Case
A neonate with a gestational age of 36 to 38 weeks, weighing 2140g, was found at a disposal point in a cardboard box, nude, covered only with a blanket. The ambient air temperature was recorded as 1°C. The neonate was lethargic, but reacted to pain and opened her eyes.
She was breathing spontaneously without any signs of respiratory distress at a rate of 26 breaths per minute. Peripheral oxygen saturation was 97%. She was bradycardic, with a sinus rhythm of 76 beats per minute (bpm). Her non-invasive blood pressure was 72/42 mmHg. Her pupils were dilated. Repeated average rectal temperature measurement revealed 25.7°C.

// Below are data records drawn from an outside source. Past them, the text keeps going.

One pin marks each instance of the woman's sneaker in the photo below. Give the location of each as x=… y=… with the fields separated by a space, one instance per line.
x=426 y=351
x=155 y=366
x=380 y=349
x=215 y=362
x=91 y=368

We noted stress-induced transient hyperglycemia of 18.6 mmol l− 1. Peripheral i.v. access was not obtained on the first attempt. Tibial intraosseous (i.o.) access (Arrow® EZ-IO R PD 15 mm) was successful. The neonate received a bolus of 20 ml kg− 1 of heated crystalloids mixed with glucose 5%. To avoid rescue collapse or arrhythmia she was carefully transported in a horizontal position to a tertiary referral center. To decrease further heat loss, the air was heated, and she was wrapped in warm blankets, with an electrical heating blanket on top. Heating pads, surrounded by compresses, were placed on the groin, the torso and the head. The patient was quickly rewarmed (7°C in one hour). While she remained relatively bradycardic, no arrhythmia was observed, and respiration remained sufficient during this time. Atropine sulfate 0.1 mg i.v. was administered when the body temperature reached 30°C. The heart rate rose from 87 bpm to 105 bpm (Fig. 1).
On arrival in the emergency department, the patient’s core temperature had risen to 32.2°C. All vital signs were stable (blood pressure 90/47 mmHg, heart rate 115 min− 1, peripheral oxygen saturation 97%). The initial capillary blood gas measured at 37°C showed a pH of 7.25, base excess of 7.4 mmol L− 1, lactate of 5.2 mmol l− 1, and blood glucose of 19.8 mmol l− 1 (357 mg dl− 1). During further rewarming in the pediatric intensive care unit the neonate continued to breathe spontaneously and remained hemodynamically stable. Twelve hours after the initial resuscitation she began to develop respiratory distress syndrome, which was successfully treated with high-flow nasal cannula therapy. The infant was transferred to the neonatology ward and was able to leave the hospital without any complications after seven days.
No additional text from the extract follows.